Review: The Nest Raises the Bar at the Denver Center

David Mason and Laura Latreille in The Nest.
David Mason and Laura Latreille in The Nest.
Adams Visual Communications

Two or three times over the past few days, I’ve found myself describing the opening scene of The Nest to friends, telling them what a funny, explosive beginning it is to a fascinating play and urging them to call the Denver Center for the Performing Arts for tickets. In this scene, a couple argues at a table in a beautifully appointed bar. Ned (a very funny Kevin Berntson) is a microbiologist; Irene (a spiky, equally funny Andrea Syglowski) teaches women’s studies. He is holding forth about yellow fever, ebola, the great flu pandemic of 1918 that killed millions worldwide. She’s bored. And when he asserts that microbes are more dangerous than war, more threatening than Hitler, she springs into verbal action. It would be a shame to tell you how the argument ends, so I’ll say only that the ending raised the spirits of just about every woman in the house.

The Nest is a feminist play, and for a while you worry about didacticism. Please, you murmur to yourself, don’t let me hear the words “gendered,” “queer theory,” “cross-cultural politics,” “normative” or “constructed” unless someone’s talking about carpentry. But then The Nest seems to give itself a figurative shake and reorient so that it’s less about sexual politics than it is about the loss of beloved hangouts — bars, coffee shops, small-town post offices —where people form a unique community until chain stores and eateries (in this case, a T.G.I. Friday’s) move in. You also sense the ghost of every play ever written about a bunch of misfits and outsiders sharing stories in a bar.

But playwright Theresa Rebeck has tricks up her sleeve. Feminism remains a strong theme here but works in unexpected ways. “I feel like the mandate of any play that takes place in a bar is that it should ramble a bit,” Rebeck told the Denver Center’s John Moore. “I think it needs to be a little humanly reckless.” Accordingly, she’s allowed her characters to wander off now and then and make their own decisions.
That opening quarrel is at the core of the play, a kind of seed from which many highly individual fronds and branches spring.

As soon as Ned and Irene leave, regulars Barry, Patrick and Margo begin discussing who won the argument, and their talk is like a game of post office, in which Ned and Irene’s ideas change alchemically with their passage through each listener’s mind. Patrick — who’s older and brasher — instinctively sides with Ned. Perhaps he’s just a chauvinist, but Brian Dykstra’s faceted performance suggests that that’s not entirely so. Margo’s response is shaped by her experience at work: Smart, sad and bitter in a wonderful performance by Carly Street, she’s tired of being ignored and condescended to. Barry thinks Ned is a doctor, and is knocked out by his presumed authority. Given a grounded comic portrayal by Brian D. Coats, Barry turns out to be a gentle peacemaker, and in many ways the soul of The Nest.

The Nest itself, with its storied history and stunning fixtures — the inlaid mahogany bar, the huge mirror with its precious antique glass — is an important character, too, and eventually we become privy to the private longings and despairs of the apparently united and happy couple who own it: Lila (Laura Latreille, pleasantly naturalistic) and Nick (played with quiet feeling by David Mason).

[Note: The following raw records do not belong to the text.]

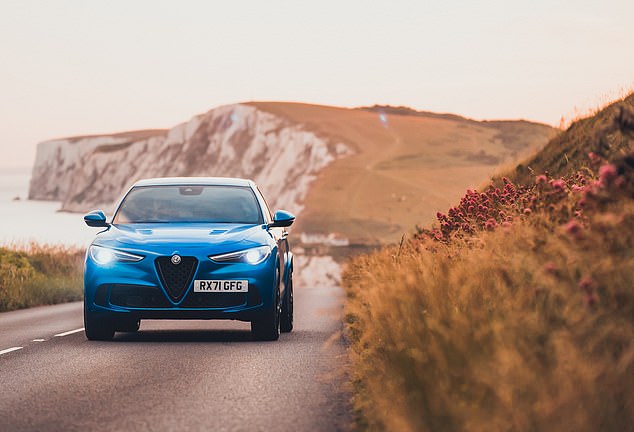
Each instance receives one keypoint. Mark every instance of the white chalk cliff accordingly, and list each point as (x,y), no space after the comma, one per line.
(230,141)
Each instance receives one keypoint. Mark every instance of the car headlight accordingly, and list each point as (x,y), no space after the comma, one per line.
(103,256)
(251,256)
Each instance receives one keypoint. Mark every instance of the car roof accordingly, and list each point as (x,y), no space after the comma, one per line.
(186,181)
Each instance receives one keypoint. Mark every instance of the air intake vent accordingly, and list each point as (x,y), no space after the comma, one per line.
(176,277)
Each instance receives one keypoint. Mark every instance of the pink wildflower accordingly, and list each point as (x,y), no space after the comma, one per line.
(608,173)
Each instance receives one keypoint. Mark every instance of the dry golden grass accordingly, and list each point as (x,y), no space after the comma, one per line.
(529,327)
(498,336)
(32,275)
(401,172)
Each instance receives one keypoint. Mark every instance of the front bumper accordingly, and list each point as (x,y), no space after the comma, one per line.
(134,290)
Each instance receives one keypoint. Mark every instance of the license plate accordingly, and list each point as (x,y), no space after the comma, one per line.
(221,286)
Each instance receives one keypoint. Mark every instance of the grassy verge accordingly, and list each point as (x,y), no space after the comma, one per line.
(38,275)
(516,312)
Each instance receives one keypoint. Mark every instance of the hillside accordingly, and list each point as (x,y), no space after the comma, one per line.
(367,174)
(515,310)
(403,168)
(607,135)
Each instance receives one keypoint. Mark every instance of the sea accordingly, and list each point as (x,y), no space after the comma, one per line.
(24,221)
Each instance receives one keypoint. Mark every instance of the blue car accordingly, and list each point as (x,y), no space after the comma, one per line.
(189,248)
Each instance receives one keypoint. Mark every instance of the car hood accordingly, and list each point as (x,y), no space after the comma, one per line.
(213,236)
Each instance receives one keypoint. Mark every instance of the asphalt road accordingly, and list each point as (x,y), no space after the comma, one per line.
(174,375)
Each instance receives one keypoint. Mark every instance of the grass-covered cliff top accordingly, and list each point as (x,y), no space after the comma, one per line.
(515,311)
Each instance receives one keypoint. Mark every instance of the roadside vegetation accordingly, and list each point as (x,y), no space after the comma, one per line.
(516,310)
(36,275)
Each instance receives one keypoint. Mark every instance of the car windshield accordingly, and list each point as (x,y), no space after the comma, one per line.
(195,203)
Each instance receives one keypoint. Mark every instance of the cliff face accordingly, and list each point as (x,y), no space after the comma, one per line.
(232,141)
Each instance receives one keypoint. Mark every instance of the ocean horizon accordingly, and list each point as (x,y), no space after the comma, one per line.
(26,221)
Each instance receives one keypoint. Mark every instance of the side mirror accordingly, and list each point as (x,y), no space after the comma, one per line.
(282,219)
(96,218)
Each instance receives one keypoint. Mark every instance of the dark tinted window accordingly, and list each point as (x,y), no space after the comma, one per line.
(162,204)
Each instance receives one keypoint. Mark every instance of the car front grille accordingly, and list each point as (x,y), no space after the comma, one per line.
(176,277)
(137,296)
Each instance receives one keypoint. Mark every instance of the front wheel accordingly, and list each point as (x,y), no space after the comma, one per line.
(286,319)
(96,328)
(268,327)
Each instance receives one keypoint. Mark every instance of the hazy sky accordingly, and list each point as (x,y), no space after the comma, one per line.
(84,67)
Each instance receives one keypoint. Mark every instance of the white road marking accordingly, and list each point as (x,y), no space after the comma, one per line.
(69,332)
(8,350)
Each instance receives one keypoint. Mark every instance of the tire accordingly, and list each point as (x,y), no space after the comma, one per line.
(268,328)
(128,325)
(97,329)
(286,318)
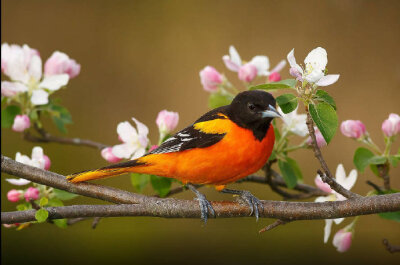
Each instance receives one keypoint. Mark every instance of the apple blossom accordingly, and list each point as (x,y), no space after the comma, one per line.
(347,183)
(23,65)
(315,66)
(318,136)
(31,194)
(60,63)
(295,123)
(167,121)
(134,141)
(210,78)
(14,195)
(21,123)
(108,155)
(234,63)
(391,126)
(247,72)
(342,240)
(353,129)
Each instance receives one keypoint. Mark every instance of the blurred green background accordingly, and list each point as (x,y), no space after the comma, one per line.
(139,57)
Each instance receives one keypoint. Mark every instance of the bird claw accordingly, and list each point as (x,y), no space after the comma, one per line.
(254,203)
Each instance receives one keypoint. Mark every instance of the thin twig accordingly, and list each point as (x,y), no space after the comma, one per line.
(273,225)
(389,247)
(173,208)
(327,177)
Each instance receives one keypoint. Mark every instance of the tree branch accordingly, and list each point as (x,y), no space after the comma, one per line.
(172,208)
(327,177)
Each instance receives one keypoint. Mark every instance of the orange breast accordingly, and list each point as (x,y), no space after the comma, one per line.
(237,155)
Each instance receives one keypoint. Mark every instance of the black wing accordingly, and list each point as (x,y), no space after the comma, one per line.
(189,137)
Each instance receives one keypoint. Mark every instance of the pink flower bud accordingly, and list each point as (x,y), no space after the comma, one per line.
(353,129)
(14,195)
(108,155)
(60,63)
(274,77)
(295,73)
(31,193)
(391,126)
(322,185)
(21,123)
(210,79)
(318,136)
(247,72)
(167,121)
(153,147)
(342,240)
(47,162)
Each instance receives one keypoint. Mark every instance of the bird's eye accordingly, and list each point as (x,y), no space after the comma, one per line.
(251,106)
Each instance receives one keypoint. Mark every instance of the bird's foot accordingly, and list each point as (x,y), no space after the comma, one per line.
(205,206)
(254,203)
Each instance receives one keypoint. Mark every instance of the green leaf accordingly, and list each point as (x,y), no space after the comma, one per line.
(62,223)
(41,215)
(283,84)
(64,195)
(287,102)
(323,96)
(324,116)
(139,181)
(288,174)
(361,158)
(295,166)
(43,201)
(218,100)
(377,160)
(8,115)
(161,185)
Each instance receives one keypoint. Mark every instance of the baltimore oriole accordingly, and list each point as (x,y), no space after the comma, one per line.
(224,145)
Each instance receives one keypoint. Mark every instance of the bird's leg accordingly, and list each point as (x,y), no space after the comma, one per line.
(205,205)
(254,203)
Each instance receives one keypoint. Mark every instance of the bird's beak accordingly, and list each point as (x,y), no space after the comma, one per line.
(271,112)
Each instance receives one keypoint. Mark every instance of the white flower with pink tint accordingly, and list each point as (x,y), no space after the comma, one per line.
(60,63)
(234,63)
(23,66)
(210,78)
(318,136)
(21,123)
(108,155)
(134,141)
(167,121)
(315,66)
(347,182)
(39,160)
(342,240)
(391,126)
(31,194)
(353,129)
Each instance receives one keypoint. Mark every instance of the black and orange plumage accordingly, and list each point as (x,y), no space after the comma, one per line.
(224,145)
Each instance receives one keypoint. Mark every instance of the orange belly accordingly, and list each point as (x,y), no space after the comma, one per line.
(236,156)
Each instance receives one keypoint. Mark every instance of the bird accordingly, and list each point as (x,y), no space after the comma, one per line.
(224,145)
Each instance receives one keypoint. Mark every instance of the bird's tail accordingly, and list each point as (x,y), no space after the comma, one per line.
(105,172)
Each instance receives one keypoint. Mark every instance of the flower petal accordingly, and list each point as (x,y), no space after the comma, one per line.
(327,229)
(230,64)
(54,82)
(18,182)
(279,66)
(261,62)
(126,132)
(39,97)
(327,80)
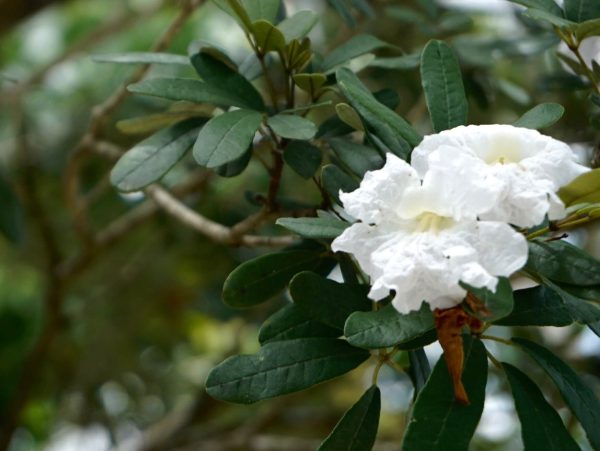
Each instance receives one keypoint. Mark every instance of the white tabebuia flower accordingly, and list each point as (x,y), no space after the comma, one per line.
(528,167)
(420,238)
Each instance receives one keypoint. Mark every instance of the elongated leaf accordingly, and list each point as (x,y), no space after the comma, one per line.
(356,46)
(541,116)
(292,322)
(357,157)
(499,303)
(260,279)
(299,25)
(314,228)
(579,397)
(149,160)
(443,86)
(189,90)
(282,367)
(217,73)
(537,306)
(292,127)
(303,158)
(142,58)
(582,10)
(393,130)
(438,422)
(585,188)
(328,301)
(12,224)
(560,261)
(335,180)
(226,138)
(541,426)
(387,327)
(357,429)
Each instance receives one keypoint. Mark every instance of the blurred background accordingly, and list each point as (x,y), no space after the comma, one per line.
(110,310)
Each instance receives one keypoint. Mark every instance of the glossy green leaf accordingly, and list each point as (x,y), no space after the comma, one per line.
(335,180)
(541,116)
(314,228)
(537,306)
(499,303)
(387,327)
(282,367)
(299,25)
(357,429)
(549,6)
(292,322)
(541,426)
(438,422)
(187,89)
(303,157)
(292,127)
(582,10)
(217,73)
(328,301)
(560,261)
(443,86)
(142,58)
(357,157)
(356,46)
(392,129)
(585,188)
(579,397)
(11,214)
(258,280)
(152,158)
(268,37)
(226,138)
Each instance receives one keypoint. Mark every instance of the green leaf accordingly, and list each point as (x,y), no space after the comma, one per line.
(357,429)
(292,322)
(11,214)
(356,46)
(328,301)
(498,303)
(541,426)
(579,397)
(443,86)
(303,158)
(393,130)
(189,90)
(335,180)
(585,188)
(142,58)
(282,367)
(387,327)
(299,25)
(357,157)
(226,138)
(560,261)
(258,280)
(537,306)
(152,158)
(292,127)
(438,422)
(268,37)
(217,73)
(582,10)
(545,5)
(314,228)
(541,116)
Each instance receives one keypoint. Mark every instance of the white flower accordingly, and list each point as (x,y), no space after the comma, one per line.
(421,238)
(527,166)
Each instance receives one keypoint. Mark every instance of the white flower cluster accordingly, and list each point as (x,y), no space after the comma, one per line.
(446,218)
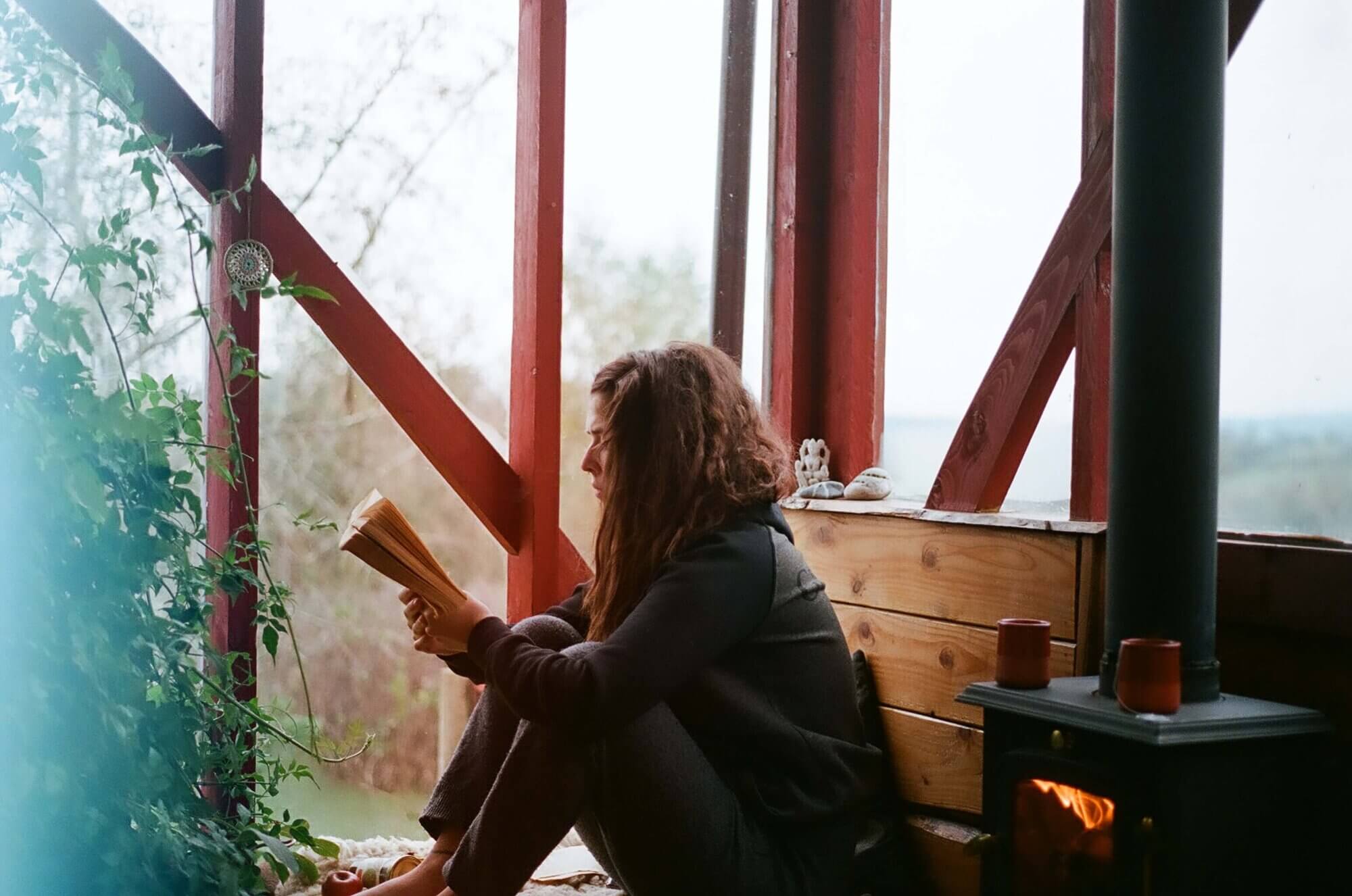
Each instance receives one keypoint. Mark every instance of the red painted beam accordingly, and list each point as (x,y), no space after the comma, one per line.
(401,383)
(413,395)
(733,179)
(537,305)
(83,29)
(828,294)
(1093,310)
(237,109)
(996,430)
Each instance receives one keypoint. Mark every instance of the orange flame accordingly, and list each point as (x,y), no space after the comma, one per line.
(1094,812)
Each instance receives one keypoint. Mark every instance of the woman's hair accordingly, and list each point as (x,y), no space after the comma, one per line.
(686,449)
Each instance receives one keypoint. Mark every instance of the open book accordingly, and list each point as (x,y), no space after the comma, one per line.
(382,537)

When modernity enters in the person of an appraiser, a beautifully polished blond woman named Sam (Victoria Mack, appropriately cold and bloodless), it turns out to be far more seductively dishonest than T.G.I. Friday’s.

Rebeck understands the dynamics between men and women. She moves easily between the general and the specific, the petty grievances and the mythic resonances. She shows how contemporary males tend to think in cloudy abstractions while women gravitate toward the concrete, makes fun of male pomposity and admits the possibility of female spite. The Nest alludes to the meme about women needing family, hearth and home while men long for freedom and adventure. “The yin-yang of the planet is off,” Ned remarks: Cue every cowboy movie you’ve ever seen. Still, the script is never simplistic or reductive, but very human, and as fresh and surprising as those quarrelsome opening moments.

The Nest, presented by the Denver Center for the Performing Arts through February 21, Space Theatre, Denver Performing Arts Complex, 303-893-4100, denvercenter.org.